Bowl and Milk-Jug
Paul Cézanne·1875
Historical Context
Bowl and Milk-Jug, painted around 1875, belongs to Cézanne's first sustained phase of still-life exploration after his Auvers period with Pissarro had lightened his palette and made his approach more systematic. He was by this point settled in his Aix-en-Provence routine, working in the family estate at Jas de Bouffan and in the city's surroundings, with periodic visits to Paris. The bowl and milk-jug were among the most modest of domestic objects — utilitarian ceramics with no decorative pretension — and their inclusion as serious subjects for painting reflected Cézanne's conviction that the formal interest of an object had nothing to do with its social value.
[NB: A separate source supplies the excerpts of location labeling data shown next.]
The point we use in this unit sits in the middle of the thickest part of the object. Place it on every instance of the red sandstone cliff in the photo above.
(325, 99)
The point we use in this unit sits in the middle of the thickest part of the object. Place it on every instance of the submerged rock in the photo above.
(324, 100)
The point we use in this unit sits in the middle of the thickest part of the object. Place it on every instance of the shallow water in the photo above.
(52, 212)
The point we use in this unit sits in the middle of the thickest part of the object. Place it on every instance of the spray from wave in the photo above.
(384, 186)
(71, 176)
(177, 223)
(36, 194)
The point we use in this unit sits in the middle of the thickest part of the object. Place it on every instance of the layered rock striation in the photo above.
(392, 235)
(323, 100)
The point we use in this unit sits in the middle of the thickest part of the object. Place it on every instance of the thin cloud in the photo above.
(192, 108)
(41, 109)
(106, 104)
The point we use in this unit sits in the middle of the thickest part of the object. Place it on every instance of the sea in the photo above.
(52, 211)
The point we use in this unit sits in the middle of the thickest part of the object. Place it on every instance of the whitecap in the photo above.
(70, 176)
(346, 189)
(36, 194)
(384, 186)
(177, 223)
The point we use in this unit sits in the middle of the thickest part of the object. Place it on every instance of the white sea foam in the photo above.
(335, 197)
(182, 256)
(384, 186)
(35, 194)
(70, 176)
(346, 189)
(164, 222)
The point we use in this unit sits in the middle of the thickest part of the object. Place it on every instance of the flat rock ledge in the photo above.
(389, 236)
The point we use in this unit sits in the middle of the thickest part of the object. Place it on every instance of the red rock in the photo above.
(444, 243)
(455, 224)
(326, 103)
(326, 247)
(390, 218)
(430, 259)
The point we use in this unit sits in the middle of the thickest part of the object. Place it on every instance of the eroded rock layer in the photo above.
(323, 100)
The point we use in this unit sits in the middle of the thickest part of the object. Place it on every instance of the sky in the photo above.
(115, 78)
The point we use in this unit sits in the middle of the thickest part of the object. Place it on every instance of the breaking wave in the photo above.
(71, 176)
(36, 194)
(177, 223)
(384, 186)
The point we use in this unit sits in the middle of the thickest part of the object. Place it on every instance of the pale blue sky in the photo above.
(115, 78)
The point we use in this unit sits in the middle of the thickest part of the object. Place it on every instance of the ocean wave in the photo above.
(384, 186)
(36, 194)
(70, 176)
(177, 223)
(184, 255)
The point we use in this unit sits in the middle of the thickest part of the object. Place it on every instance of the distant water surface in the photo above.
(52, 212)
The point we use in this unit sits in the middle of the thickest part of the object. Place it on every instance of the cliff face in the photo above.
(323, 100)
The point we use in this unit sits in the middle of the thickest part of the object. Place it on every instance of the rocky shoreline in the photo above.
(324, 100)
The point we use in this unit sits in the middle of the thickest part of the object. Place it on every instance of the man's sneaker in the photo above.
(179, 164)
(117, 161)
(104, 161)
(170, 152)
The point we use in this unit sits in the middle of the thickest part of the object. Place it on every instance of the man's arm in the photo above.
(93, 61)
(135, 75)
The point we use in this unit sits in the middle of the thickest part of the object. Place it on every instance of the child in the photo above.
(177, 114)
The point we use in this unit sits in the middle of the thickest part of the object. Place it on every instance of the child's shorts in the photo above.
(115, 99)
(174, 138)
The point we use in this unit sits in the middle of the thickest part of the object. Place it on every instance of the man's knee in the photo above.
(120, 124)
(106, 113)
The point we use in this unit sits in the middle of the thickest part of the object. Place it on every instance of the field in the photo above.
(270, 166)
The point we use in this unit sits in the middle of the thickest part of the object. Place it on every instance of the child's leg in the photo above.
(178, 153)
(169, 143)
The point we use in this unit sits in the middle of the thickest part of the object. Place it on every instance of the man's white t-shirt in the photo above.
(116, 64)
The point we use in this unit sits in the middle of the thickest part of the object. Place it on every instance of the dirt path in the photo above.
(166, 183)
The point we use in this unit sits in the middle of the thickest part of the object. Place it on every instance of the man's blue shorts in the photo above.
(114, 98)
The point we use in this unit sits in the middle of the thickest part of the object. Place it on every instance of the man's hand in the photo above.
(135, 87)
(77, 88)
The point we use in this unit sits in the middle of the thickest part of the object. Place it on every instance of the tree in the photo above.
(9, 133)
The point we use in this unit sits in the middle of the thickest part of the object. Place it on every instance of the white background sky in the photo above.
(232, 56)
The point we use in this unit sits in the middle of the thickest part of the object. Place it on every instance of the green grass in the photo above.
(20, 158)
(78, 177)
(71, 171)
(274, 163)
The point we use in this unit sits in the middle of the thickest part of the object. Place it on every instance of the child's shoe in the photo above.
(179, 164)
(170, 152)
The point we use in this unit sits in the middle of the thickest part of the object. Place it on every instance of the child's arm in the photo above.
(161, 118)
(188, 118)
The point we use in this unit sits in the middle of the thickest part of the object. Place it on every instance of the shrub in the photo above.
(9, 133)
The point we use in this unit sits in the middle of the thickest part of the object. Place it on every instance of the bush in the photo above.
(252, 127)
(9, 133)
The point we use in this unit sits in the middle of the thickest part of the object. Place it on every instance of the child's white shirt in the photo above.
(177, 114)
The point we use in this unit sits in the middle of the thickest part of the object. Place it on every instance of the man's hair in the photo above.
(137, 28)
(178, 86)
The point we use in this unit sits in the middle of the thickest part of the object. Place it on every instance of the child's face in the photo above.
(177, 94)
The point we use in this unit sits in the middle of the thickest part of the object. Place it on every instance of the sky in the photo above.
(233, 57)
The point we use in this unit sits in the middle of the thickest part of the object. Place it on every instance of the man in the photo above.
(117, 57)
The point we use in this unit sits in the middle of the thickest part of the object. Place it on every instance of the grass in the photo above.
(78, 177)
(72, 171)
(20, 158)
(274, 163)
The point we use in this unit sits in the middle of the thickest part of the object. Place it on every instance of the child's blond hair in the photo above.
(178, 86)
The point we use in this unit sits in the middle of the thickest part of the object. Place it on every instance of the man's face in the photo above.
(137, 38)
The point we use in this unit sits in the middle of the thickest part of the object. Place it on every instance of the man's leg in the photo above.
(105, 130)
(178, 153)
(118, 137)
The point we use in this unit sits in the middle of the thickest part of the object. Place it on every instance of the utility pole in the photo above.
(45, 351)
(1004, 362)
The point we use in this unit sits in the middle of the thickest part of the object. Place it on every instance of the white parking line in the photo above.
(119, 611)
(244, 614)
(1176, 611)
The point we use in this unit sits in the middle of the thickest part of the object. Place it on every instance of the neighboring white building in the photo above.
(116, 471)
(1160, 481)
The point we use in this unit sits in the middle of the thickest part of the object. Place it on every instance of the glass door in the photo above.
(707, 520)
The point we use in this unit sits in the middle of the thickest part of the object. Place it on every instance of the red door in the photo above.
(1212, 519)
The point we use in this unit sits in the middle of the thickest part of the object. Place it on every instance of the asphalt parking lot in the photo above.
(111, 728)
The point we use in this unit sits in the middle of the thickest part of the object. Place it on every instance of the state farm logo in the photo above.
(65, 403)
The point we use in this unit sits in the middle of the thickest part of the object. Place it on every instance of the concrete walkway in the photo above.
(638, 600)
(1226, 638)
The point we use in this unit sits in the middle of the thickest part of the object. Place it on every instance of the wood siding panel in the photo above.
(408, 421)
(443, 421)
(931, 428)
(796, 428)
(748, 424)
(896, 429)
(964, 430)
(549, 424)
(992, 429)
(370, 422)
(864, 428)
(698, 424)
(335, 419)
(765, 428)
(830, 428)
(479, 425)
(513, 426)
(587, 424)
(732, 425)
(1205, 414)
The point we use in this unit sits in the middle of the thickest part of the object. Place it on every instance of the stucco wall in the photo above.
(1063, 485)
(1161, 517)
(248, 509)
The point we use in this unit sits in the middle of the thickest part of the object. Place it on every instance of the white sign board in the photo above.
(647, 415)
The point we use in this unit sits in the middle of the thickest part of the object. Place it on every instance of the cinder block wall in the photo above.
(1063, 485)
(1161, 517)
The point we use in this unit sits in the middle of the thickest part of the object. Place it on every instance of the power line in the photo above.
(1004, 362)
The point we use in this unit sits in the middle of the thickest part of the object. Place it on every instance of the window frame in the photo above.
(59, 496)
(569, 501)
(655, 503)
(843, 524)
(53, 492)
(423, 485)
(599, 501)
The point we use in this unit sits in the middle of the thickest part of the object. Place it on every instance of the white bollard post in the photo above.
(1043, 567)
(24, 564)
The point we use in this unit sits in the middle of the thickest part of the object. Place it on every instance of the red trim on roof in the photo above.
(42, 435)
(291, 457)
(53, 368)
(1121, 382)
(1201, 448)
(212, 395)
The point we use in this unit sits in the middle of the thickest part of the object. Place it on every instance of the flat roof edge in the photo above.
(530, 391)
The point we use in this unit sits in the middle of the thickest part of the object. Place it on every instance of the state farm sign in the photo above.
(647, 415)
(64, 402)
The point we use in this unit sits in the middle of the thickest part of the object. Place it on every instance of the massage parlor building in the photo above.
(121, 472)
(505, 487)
Chardin had pioneered this democratic approach to still-life objects in the eighteenth century, and Cézanne's conscious debt to the earlier French master was significant. The Artizon Museum in Tokyo, with its extraordinary range of French nineteenth-century painting, places this modest early canvas in the company of more ambitious works while preserving the sense of its self-contained, concentrated formal purpose.
Technical Analysis
Cézanne built surfaces through parallel, directional 'constructive' brushstrokes that model form and recession simultaneously. His palette of muted greens, ochres, and blue-greys is applied in overlapping planes that create a sense of solidity without conventional shading.
Look Closer
- ◆The bowl's white ceramic surface and the milk jug sit against a warm ochre background.
- ◆Cézanne uses the two objects' different surface qualities to vary his brushwork technique.
- ◆The objects are placed slightly off-center, creating a subtle asymmetry in the arrangement.
- ◆The warm background tone is applied loosely, allowing the canvas texture to contribute.